Later, the Republican-controlled Senate added its thoughts with a similar resolution.

And earlier this month, Lt. Gov. Peter Kinder and the Republican House and Senate leaders asked Koster for a determination about whether the federal health care law could be enforced in Missouri after a federal judge in Florida ruled that the law was unconstitutional. In their request, the GOP leaders invoked a duty of the attorney general’s office to respond to requests for legal opinions from the Legislature and certain other officials.

“We’re asking Attorney General Koster to get in the game now,” Kinder said.

Republicans say their motivation is about addressing important policy questions and not politics.
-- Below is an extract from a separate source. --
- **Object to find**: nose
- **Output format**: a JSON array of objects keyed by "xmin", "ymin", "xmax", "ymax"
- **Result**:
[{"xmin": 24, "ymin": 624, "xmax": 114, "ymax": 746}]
However, the game they want Koster to join is one that could have political implications for the attorney general.

President Barack Obama and Democrats in Congress passed the health care law after a protracted debate. Republicans’ campaign messages in November included an argument against the health care overhaul, and they regained control of the U.S. House from the Democrats while picking up seats in the U.S. Senate. This year, congressional Republicans voted for an attempt to repeal the law, but that was blocked in the Democratic-led Senate.

Meanwhile, a Missouri law to prevent the government from requiring people to have health insurance was approved with about 71 percent of the statewide vote this past August. Koster would appear on the ballot statewide in 2012 if he decides to seek re-election.

Political scientist George Connor said any decision Koster makes on the health care law is likely to be used against him in political ways — even if the attorney general himself discounts any political determinations in choosing what to do.

If Koster sides with the health care law, the move could be potential fodder for a Republican candidate running for attorney general. And if he falls against the law, it could anger people in the Democratic Party, which Koster joined in 2007 after leaving the Republican Party.

“The health care waters are very dangerous for a Democrat, who is elected statewide in Missouri, because a decision either way causes you to be eaten by sharks,” said Connor, who is the head of the political science department at Missouri State University.

The attorney general so far has remained relatively quiet about the health care overhaul. His office has said it is aware of the resolutions from the Legislature asking him to pursue challenges to the health care overhaul. And a spokeswoman has said the office would respond after careful consideration to the legal opinion now sought by Republicans.

Koster, in a statement to The Associated Press, said this past week that the federal health care measure involves a legal question that is not about politics.

“It is unfair to categorize the debate over the reach of the commerce clause as purely partisan,“ Koster said. ”This is one of the fascinating constitutional questions of our time, and it deserves thoughtful and respectful consideration.”

A couple weeks ago, a federal judge in Florida struck down the health care law after concluding that Congress exceeded its authority by requiring nearly all Americans to carry health insurance. The U.S. Justice Department has said it would appeal the ruling.

That means two federal judges now have upheld the law and two have ruled against it. Ultimately, the U.S. Supreme Court is expected to get the last word on the health care law, but that could take a year or two.

In the meantime, administration officials have said that for now, the federal government and states would continue carrying out the health care law. Officials in some states have questioned whether the health law currently applies to them after the ruling in Florida.

It is for that question that Kinder and lawmakers said legal advice is needed from the attorney general on the status in Missouri of a health care law that includes requirements for states. House Speaker Steven Tilley, R-Perryville, said he had no partisan motivation but noted there could be a political aspect for Koster depending on what he does. “There is for him if he wants to go against 71 percent of the voters of the state,” said Tilley, R-Perryville.